Ipsos introduces cost savings; expects Q1 results to be hit

FRANCE – Ipsos has indicated its first quarter results will be lower than expected as it announces various measures – including a recruitment freeze – to protect its margins as a result of the Covid-19 outbreak.

Ipsos said its orders were down 40% in March, with a “very significant volume of cancellations and postponements”. New orders declined by around 20%.

Activity was hampered by social distancing measures, which have resulted in postponement or cancellation of much of the company’s face-to-face research, while difficulties facing clients and “uncertainties and misunderstandings” arising from the outbreak have also been factors, Ipsos said.

Face-to-face work accounts for a third of the company’s turnover, and the “vast majority” of this stopped after the lockdowns. While some have resumed by shifting to different methods such as phone or online, most will not begin again until after social distancing measures have been lifted.
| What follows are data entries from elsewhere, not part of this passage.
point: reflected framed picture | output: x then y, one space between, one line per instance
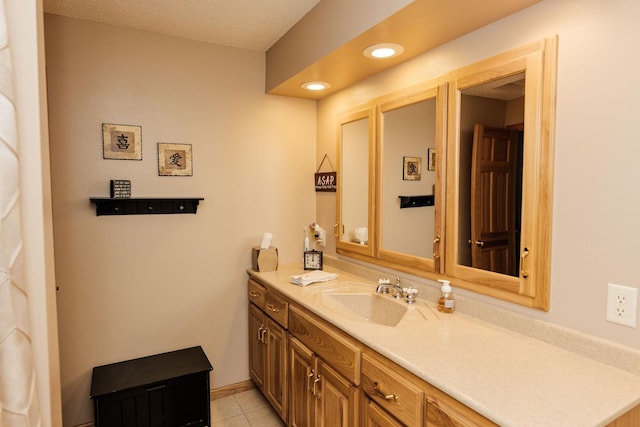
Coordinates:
431 155
174 159
412 170
121 142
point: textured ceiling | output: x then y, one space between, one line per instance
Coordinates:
248 24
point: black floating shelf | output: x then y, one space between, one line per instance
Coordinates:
415 201
146 206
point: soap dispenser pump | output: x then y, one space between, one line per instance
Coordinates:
446 302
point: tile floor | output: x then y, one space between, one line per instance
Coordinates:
246 409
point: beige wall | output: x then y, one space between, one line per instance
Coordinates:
137 285
26 33
596 199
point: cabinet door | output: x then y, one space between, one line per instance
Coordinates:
374 416
336 400
257 359
276 368
302 376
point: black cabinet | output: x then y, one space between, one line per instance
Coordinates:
169 389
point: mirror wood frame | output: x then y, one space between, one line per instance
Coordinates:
539 60
531 287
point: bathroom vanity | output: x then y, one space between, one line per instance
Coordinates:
338 354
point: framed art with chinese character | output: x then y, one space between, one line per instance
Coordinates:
174 159
121 142
412 168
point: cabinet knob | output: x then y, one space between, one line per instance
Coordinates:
392 397
272 308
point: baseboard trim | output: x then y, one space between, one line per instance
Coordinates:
231 389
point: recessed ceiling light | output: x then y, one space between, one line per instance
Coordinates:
383 50
315 86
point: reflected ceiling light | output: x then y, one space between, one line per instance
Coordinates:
383 50
315 86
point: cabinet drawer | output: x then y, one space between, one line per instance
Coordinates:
396 394
277 309
340 352
257 293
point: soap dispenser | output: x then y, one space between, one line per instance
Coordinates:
446 302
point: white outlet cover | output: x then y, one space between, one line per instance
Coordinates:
622 305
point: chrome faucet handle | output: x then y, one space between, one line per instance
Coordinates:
383 286
399 291
410 294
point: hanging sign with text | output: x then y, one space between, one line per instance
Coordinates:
326 181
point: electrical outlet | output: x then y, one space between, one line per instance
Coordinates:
622 304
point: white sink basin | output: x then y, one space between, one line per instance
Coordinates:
371 307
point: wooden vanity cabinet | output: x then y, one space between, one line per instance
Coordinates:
324 374
399 395
374 416
395 395
268 346
315 375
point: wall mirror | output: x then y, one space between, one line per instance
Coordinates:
499 185
489 127
410 129
356 133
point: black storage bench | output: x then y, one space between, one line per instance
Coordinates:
169 389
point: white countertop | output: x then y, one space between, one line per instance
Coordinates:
510 378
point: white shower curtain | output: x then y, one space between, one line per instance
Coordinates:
18 398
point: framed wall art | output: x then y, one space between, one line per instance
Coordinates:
174 159
121 142
412 170
431 155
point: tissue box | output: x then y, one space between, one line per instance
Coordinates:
264 259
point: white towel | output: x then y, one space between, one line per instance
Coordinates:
312 277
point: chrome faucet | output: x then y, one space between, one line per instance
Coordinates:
384 285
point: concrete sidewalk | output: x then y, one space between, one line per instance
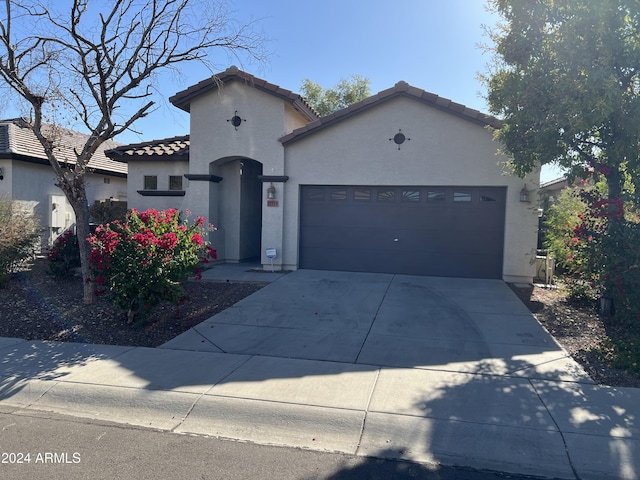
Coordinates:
449 371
Ipsos is suspending any estimate of what its activity will be for the whole year and has said that its first quarter results are likely to be lower than expected.

The company has frozen recruitment and planned salary increases, while its main directors and executives – around 700 people – will see their salaries cut by up to 20%. Bonuses relating to 2020 have been put on hold.

It has also changed to weekly rather than monthly reporting and reduced spending, including leases and capital investments.

The general meeting, planned to take place on 28th May, is likely to be held behind closed doors without the physical presence of shareholders if restrictions on collective gatherings still apply.

Ipsos will propose to the shareholders to distribute a dividend of 45 cents per share, almost 50% less than what had initially been planned. Share buybacks have been suspended.

The company said in its statement that it is “confident” that it can get through the period, and added that the pandemic will “reinforce Ipsos’ conviction that information, as long as it is properly produced, analysed with rigour and communicated with vigour and clarity, is the most essential tool that these same institutions and companies need”.